DAL NOSTRO CORRISPONDENTE A FERRARA - Tra i protagonisti del festival di Internazionale, è stato ospite sabato a Ferrara l'ex giocatore di calcio ed ora scrittore Lilian Thuram, autore del libro ''Le mie stelle nere''...
L’ex calciatore, oggi presidente della Fondation Lilian Thuram contro il razzismo e autore del libro “Le mie stelle nere”, è stato ospite sabato al festival Internazionale a Ferrara, dove ha discusso di razzismo con i ragazzi di Occhio ai Media
FERRARA – Tra i protagonisti del festival di Internazionale, è stato ospite sabato a Ferrara l’ex giocatore di calcio ed ora scrittore Lilian Thuram, autore del libro “Le mie stelle nere”, che ha parlato di cosa significhi essere diversi, stranieri. Con lui c’erano i ragazzi di Occhio ai media, il sito nato per iniziativa di un gruppo di associazioni per affrontare il tema della comunicazione “avvelenata” sul tema della convivenza tra le culture. A introdurre l’incontro è stata la scrittrice italo-somala Igiaba Schego
COS’È IL RAZZISMO – Thuram ha posto la questione di cosa oggi significhi avere una cittadinanza, e se questa debba essere concessa anche a chi non è italiano di origine ma è nato e vive in questo paese. Si è ed ha posto la domanda di cosa sia e come venga visto il razzismo nei vari stati, in America e in Europa. A queste sue domande, dibattute con i ragazzi di Occhio ai media, ragazzi di famiglia straniera ma nati ed integrati in Italia, ha dato delle risposte.

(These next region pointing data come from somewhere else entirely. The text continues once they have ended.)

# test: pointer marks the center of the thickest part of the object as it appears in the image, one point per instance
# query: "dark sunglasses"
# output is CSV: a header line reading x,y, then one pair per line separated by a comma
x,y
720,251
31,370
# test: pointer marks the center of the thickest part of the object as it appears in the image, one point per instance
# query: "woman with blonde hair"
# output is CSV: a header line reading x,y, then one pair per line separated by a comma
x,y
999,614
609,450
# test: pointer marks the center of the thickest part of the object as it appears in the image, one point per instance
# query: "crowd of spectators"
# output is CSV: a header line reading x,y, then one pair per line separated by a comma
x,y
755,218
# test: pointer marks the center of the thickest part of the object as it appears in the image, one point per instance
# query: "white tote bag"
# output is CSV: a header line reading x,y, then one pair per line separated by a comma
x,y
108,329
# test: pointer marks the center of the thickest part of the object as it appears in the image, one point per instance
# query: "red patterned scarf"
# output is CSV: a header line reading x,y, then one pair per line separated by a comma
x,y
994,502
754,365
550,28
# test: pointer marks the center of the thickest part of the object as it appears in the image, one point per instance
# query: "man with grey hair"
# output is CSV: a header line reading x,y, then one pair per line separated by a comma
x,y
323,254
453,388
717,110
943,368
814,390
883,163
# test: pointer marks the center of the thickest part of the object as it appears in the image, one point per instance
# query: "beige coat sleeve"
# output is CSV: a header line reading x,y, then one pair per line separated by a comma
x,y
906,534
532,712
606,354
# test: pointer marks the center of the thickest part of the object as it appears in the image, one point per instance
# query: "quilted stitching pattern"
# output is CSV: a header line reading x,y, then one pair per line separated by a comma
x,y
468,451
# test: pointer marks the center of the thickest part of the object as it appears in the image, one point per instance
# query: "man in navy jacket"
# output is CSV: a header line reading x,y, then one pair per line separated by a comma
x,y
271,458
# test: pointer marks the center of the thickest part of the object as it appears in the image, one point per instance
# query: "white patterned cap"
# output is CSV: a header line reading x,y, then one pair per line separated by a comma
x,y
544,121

LA VIA DEL CAMBIAMENTO – La sua opinione è che le cose possano cambiare per le nuove generazioni solo se si è capaci di stare uniti e lottare per il benessere economico del Paese in cui si vive, facendolo splendere anche nell’opinione estera. Si può superare questo muro, il razzismo, che ormai non è più legislativo ma solo mentale, se non ci si fa piegare dalle opinioni altrui, se si ha la forza di andare avanti e di capire che chi ha paura dell’altro e della sua possibile integrazione è quello veramente debole.
IL RAZZISMO FA PIÙ PAURA PER STRADA CHE NEGLI STADI – Thuram ha spiegato che ha più paura del razzismo fuori per strada che di quello dentro allo stadio. Chi urla slogan razzisti durante una partita può avere delle giustificazioni, cerca di incitare la propria squadra denigrando l’avversario, e quindi se vogliamo è controllabile, mentre chi lo fa fuori è molto più pericoloso perché non ha motivazioni. Rispondendo alle domande dei ragazzi, Thuram ha citato però anche alcuni esempi che indicano una via di speranza, come Carl Lewis, prima persona di colore capace di vincere le olimpiadi quando tutti credevano fosse impossibile.